U.S. News


SeaWorld Fights Ban On Whale-Trainer Interaction 

SeaWorld is now appealing the federal judge’s ruling barring its trainers from getting in the water with killer whales.
Posted at 1:52 PM, Nov 13, 2013

Seaworld says shows like this are essential to its survival.  

But critics say its only a matter of time before killer whales turn on their trainers. (Via NBC

They point to an incident in 2010, when the park’s largest killer whale — a 12,000 pound orca named Tilikum — held veteran trainer Dawn Brancheau under water for a half hour and killed her. Tilikum was also linked to two earlier deaths. (Via CBS

​​A year later federal safety regulators sued SeaWorld for violating workplace safety laws. A court then banned trainers from getting in the water with the whales. (Via YouTube / John Milton

Seaworld is now appealing the federal judge’s ruling, on the grounds the decision is bad for business. A labor attorney not involved in the case, told CNN, the decades-old theme park has a strong case:

“They’re taking the position that this isn’t just the way we do work, it’s our product.” (Via CNN

SeaWorld attorney Eugene Scalia, son of Supreme Court justice Antonin Scalia, argued the government has no more right to regulate SeaWorld than it does speed limits in NASCAR and tackling in the NFL. (Via ABC,  ESPN, Fox Sports

As for the Labor Department, it argues trying to domesticate the ocean’s top predator “defiantly ignores reality" and puts the trainers at risk. (Via U.S. Court of Appeals

But as some have pointed out, there’s a bigger issue at stake — the health and safety of the whales themselves, as documented in the recent documentary Blackfish.

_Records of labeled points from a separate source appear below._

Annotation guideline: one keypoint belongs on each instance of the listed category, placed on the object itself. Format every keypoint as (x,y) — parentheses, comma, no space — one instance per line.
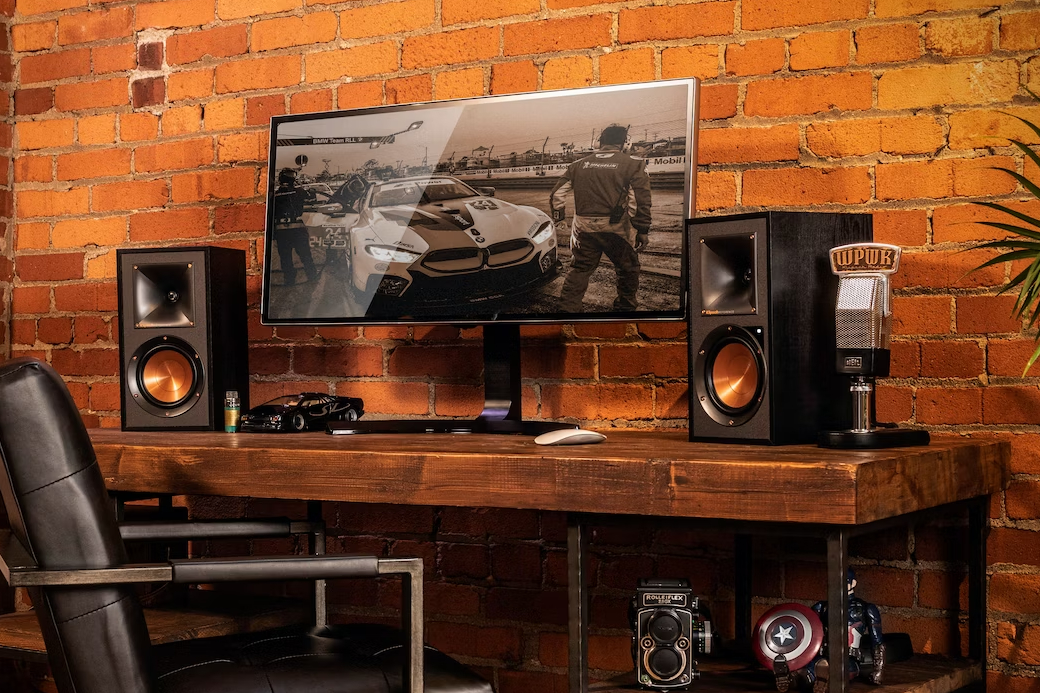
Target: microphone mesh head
(860,317)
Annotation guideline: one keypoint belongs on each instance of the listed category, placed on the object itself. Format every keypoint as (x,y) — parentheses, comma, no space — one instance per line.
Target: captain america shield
(790,630)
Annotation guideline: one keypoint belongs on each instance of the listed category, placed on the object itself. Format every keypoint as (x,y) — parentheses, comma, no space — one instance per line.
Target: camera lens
(665,627)
(665,663)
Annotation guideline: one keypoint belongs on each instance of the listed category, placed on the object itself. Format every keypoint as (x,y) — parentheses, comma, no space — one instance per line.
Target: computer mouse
(569,437)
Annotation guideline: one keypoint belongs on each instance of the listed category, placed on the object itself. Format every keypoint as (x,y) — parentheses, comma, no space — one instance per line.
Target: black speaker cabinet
(761,327)
(182,336)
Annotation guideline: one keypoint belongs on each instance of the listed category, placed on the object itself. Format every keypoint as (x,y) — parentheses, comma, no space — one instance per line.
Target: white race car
(434,238)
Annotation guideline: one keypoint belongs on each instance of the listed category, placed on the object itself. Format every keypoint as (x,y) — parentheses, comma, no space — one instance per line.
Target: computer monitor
(546,207)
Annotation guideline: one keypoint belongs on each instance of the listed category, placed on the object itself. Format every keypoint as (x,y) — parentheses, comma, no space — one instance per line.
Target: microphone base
(875,439)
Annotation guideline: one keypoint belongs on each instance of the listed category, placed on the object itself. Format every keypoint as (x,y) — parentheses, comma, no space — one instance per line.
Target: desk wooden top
(632,472)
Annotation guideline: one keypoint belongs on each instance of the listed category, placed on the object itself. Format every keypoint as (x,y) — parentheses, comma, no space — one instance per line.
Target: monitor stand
(501,398)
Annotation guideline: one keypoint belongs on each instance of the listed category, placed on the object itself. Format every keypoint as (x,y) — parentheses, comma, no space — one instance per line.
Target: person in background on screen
(612,215)
(290,233)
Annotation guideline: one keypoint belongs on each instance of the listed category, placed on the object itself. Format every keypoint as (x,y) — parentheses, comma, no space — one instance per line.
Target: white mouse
(569,437)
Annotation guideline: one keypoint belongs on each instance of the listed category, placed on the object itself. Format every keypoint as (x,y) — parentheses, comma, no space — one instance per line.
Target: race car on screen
(434,238)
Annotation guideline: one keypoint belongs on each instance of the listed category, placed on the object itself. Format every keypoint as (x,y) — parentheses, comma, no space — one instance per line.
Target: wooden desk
(750,489)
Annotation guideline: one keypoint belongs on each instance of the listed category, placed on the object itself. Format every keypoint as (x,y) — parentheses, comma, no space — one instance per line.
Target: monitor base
(878,438)
(447,426)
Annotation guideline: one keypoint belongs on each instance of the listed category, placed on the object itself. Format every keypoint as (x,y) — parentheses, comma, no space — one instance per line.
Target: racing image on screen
(550,205)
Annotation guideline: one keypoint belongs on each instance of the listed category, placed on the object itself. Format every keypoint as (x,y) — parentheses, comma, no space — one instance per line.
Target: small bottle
(232,411)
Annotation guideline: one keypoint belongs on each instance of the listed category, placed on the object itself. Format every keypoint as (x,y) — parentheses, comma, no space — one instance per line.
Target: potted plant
(1023,244)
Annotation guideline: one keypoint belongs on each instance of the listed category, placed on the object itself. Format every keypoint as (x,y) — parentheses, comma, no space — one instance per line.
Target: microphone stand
(864,357)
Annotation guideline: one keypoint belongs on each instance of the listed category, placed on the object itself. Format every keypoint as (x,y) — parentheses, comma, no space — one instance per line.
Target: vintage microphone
(863,319)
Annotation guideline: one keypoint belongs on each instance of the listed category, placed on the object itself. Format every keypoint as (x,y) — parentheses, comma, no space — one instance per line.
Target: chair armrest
(243,529)
(274,567)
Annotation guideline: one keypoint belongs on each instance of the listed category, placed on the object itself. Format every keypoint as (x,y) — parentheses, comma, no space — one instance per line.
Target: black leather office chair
(66,547)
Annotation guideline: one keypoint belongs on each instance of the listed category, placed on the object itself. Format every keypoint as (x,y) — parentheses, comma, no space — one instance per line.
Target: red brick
(390,19)
(54,330)
(901,227)
(389,398)
(95,163)
(768,15)
(409,90)
(951,359)
(449,48)
(806,186)
(986,314)
(357,61)
(591,403)
(98,94)
(1008,357)
(1011,405)
(50,267)
(746,145)
(960,36)
(773,98)
(174,155)
(556,34)
(625,361)
(820,49)
(87,362)
(756,57)
(259,74)
(1020,31)
(130,195)
(96,25)
(222,184)
(923,314)
(218,42)
(718,101)
(514,77)
(667,23)
(58,65)
(949,405)
(32,101)
(175,14)
(887,43)
(635,66)
(27,300)
(894,404)
(170,224)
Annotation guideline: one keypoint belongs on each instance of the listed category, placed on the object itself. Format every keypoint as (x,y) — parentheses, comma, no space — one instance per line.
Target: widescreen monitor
(545,207)
(441,212)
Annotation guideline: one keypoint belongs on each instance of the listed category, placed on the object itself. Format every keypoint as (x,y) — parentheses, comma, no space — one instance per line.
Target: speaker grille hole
(728,275)
(162,296)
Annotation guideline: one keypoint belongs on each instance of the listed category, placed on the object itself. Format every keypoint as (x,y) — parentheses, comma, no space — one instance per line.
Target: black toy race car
(302,412)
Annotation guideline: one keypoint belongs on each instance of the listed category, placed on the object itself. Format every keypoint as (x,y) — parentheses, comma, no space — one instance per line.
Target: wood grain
(633,472)
(918,674)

“All whales in captivity are psychologically traumatized, it’s not just Tilikum.”

“If you were in a bathtub for 25 years, don’t you think you’d get a little psychotic.”  (Via Magnolia Pictures / "Blackfish"

Experts argue the stress of keeping killer whales in concrete tanks, separated from their families fosters aggressive behavior. They point out there’s no record of an orca harming a human in the wild. (Via National Geographic)  

SeaWorld's appeal would affect all of its parks and attractions throughout the U.S. The court's ruling its not immediately expected.